Distractor label (empty string for L1)

negative_count

IntField

Ground truth distractor count (0 for L1)

negative_points

fo.Keypoints

One fo.Keypoint per distractor object (None for L1)

negative_example_boxes

fo.Detections

Few-shot exemplar boxes for the distractor class (None for L1)

tags

ListField

e.g. ["testA", "level5"]

Design Notes#

  • target_points as a counting sanity check: for any sample, len(sample.target_points.keypoints) == sample.count. This invariant holds by construction and can be used to verify import correctness.

  • example_boxes are not exhaustive: these are 2–8 manually selected exemplar crops used as few-shot visual prompts, not full ground-truth box coverage of all objects.

  • segmentation is an instance map: pixel values encode per-instance IDs as rendered by Kubric. It is not a semantic segmentation map.

  • Dual queries per scene (L2–L5): two FiftyOne samples share the same filepath but have swapped category / negative_category fields, representing the two valid counting queries for that scene.

Dataset Creation#

Generation Pipeline#

KubriCount is constructed in four automatic stages:

  1. 3D asset curation — ~58K assets across 157 categories sourced from ShapeNetCore-v2 and controllable 3D generation (TRELLIS family). ~5K HDRI environment maps sourced from Poly Haven and Text2Light.

  2. Prototype synthesis — Kubric + PyBullet + Blender renders scenes with exact instance metadata (RGB, instance masks, 2D/3D boxes, center points). Level-specific composition rules control target/distractor selection.

  3. Consistent image editing — Nano-Banana-Pro refines textures and harmonizes lighting while preserving topology (no instances added, removed, merged, or split). Level-aware constraints prevent edits that would corrupt the counting criterion.

  4. Automatic data filtering — Gemini-3-Pro inspects each edited image against the prototype and masks, issuing PASS/FAIL. ~20% are rejected on the first pass; iterative re-editing reduces the final rejection rate to ~5%.

Splits#

Dataset splits are enforced at the 3D asset level before synthesis:

  • Train: seen categories, full asset pool

  • TestA: unseen assets within training categories (~10% holdout per category)
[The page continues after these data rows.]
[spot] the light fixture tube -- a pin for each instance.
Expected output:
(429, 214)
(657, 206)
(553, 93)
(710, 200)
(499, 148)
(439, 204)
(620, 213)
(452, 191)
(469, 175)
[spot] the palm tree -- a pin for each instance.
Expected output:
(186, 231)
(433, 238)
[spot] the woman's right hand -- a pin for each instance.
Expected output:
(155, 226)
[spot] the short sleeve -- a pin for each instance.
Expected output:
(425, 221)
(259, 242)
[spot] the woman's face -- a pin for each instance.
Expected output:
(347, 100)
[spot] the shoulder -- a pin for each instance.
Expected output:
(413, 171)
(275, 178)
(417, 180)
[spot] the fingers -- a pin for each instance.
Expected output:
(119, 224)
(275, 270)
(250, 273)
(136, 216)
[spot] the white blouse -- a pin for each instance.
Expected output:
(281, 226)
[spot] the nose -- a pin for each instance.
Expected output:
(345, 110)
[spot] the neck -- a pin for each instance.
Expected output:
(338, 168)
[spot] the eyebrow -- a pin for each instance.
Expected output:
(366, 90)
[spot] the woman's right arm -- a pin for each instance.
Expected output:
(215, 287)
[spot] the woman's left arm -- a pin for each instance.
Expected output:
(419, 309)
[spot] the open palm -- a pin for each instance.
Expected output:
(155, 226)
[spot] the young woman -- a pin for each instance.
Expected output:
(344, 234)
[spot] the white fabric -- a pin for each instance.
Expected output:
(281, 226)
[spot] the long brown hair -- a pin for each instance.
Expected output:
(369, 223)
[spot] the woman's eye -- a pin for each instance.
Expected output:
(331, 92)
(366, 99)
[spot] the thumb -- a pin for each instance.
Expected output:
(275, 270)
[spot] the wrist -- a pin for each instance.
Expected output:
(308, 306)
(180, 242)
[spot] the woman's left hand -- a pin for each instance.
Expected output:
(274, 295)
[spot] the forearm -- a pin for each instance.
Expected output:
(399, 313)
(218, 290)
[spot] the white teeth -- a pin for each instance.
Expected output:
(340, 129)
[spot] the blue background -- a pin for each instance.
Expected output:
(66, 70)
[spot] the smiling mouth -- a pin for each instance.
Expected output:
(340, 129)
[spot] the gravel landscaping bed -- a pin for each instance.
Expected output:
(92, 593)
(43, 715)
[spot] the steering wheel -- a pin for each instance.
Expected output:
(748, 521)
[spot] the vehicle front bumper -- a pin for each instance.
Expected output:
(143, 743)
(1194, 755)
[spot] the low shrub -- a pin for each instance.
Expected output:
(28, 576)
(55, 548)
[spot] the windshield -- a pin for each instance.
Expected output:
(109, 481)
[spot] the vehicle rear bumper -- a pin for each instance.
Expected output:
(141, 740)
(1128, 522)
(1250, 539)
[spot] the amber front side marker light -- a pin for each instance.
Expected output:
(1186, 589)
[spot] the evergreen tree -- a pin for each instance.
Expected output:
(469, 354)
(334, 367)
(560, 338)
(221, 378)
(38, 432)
  • TestB: unseen categories (~10% of total assets)

Both test splits use only unseen HDRI backgrounds and evaluate on the normal (non-dense) scene configuration.

Annotations#

All annotations are derived automatically from the Kubric rendering engine — there are no human annotators. The engine produces pixel-perfect instance masks, 2D/3D bounding boxes, and center points as part of the rendering process. VLM-based filtering (not annotation) is applied post-hoc to ensure label fidelity.

Citation#

@article{liu2026count,
  title={Count Anything at Any Granularity},
  author={Liu, Chang and Wu, Haoning and Xie, Weidi},
  journal={arXiv preprint arXiv:2605.10887},
  year={2026}
}

APA:

Liu, C., Wu, H., & Xie, W. (2026). Count Anything at Any Granularity. arXiv preprint arXiv:2605.10887.